Préparation de votre parfum personnalisé :

Mélangez votre base : de 1 à 15 ml des H.E. de votre choix, à 100 ml d’alcool à 70°.
Choisissez un flacon en verre teinté.
Laissez reposer quinze jours à l’abri de la lumière et de la chaleur.
Filtrez… et utilisez !
La puissance de votre parfum dépendra de la force des H.E. utilisées, ainsi que de leur quantité.
La même base, soit 1 à 15 ml des huiles essentielles choisies, mélangées à 250 ml d’alcool à 70°, peut créer votre eau de toilette personnalisée.
Pour fixer votre parfum ou votre eau de toilette, ajouter quelques gouttes d’huile essentielle de Sauge, le meilleur des fixateurs végétaux. L’Ambre, le Musc, la Civette sont généralement employés en parfumerie.
La législation sur les titrages, les degrés d’alcool est très sévère.
La préparation des parfums commercialisés demande de grandes connaissances, et le spécialiste de la création des parfums s’appelle un « nez ».
Précaution : l’utilisation dans vos bases ne devra pas dépasser 1 ml du volume total de base – 5 à 15 ml dans ce cas – pour les essences suivantes : Cannelle, Néroli, Bergamote, Girofle, Thym, Gingembre, Origan… et Menthe.
Un bon conseil :
Choisissez en premier lieu une ou deux huiles essentielles aux notes douces fleuries : Lavande, Verveine, Bois de rose, Santal, Citron, Géranium, Ylang-ylang.
Ensuite, choisissez quelques essences puissantes auxquelles vous ajouterez, peu à peu, quelques gouttes, au maximum 1/20 de la base de départ : Girofle, Coriandre, Cannelle, Muscade, Néroli, Rose.
Puis ajoutez votre base, selon vos désirs, en respectant ces deux premiers principes.
Souvenez-vous que quelques gouttes d’essence de Sauge « fixent » votre parfum, et que le Cèdre, bois très neutre, « développe le parfum » d’autres huiles essentielles plus corsées.
Exemple numéro 1 : base douce, féminine et enveloppante.

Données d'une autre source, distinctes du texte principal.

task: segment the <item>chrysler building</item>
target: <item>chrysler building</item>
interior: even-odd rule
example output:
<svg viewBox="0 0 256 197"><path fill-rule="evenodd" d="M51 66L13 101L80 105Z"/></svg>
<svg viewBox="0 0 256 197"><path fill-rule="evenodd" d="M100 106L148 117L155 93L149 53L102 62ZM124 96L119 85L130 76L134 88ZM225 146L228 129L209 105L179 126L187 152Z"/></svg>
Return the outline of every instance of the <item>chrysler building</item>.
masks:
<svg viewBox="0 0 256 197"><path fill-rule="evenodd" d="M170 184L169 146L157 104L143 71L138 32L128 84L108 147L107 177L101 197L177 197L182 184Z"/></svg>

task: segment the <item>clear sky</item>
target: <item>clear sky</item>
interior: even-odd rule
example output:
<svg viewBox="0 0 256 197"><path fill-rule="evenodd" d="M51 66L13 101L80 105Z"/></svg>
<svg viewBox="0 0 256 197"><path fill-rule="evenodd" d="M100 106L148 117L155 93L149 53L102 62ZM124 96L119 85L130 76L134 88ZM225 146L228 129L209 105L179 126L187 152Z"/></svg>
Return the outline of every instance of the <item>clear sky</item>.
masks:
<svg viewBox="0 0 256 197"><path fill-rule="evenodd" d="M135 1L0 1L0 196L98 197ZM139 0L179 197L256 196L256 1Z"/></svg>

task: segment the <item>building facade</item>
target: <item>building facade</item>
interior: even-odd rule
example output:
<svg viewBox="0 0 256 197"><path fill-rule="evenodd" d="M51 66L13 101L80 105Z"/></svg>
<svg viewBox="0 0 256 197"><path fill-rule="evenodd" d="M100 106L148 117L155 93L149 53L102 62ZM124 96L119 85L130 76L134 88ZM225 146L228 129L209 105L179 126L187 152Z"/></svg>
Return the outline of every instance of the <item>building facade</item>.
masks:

La base : Géranium 7 ml, Verveine 4 ml, Cèdre 3 ml
Ajouter : 20 gouttes d’essence de Rose. Ajouter : 5 gouttes d’essence de Sauge comme fixateur.
Géranium, Verveine et Rose ont des parfums voisins qui se renforcent dans la même gamme d’odeurs.
Exemple numéro 2 : base capiteuse, orientale, suave.

La base : Santal 10 ml, Cèdre 5 ml.
Ajouter : 5 gouttes d’essence de Sauge comme fixateur,
puis ajouter au choix : quelques gouttes de Citron pour rafraîchir cette base orientale, ou quelques gouttes d’Ylang-ylang, ou 1 ml de Coriandre + quelques gouttes des huiles essentielles de votre inspiration, respirez, essayez et surtout notez !
Vous êtes, peut-être, sans le savoir, un « nez » parfait !
Mettez en pratique, composez, parfumez, vous-même, vos amis, votre linge, vos armoires, avec vos nouvelles et merveilleuses préparations inédites et « secrètes ». (Pages 238 à 240 – Édition Albin Michel)
c'est pas évident du tout ! Et rater son coup, ça coûte cher quand on voit le prix de certaines huiles essentielles


----------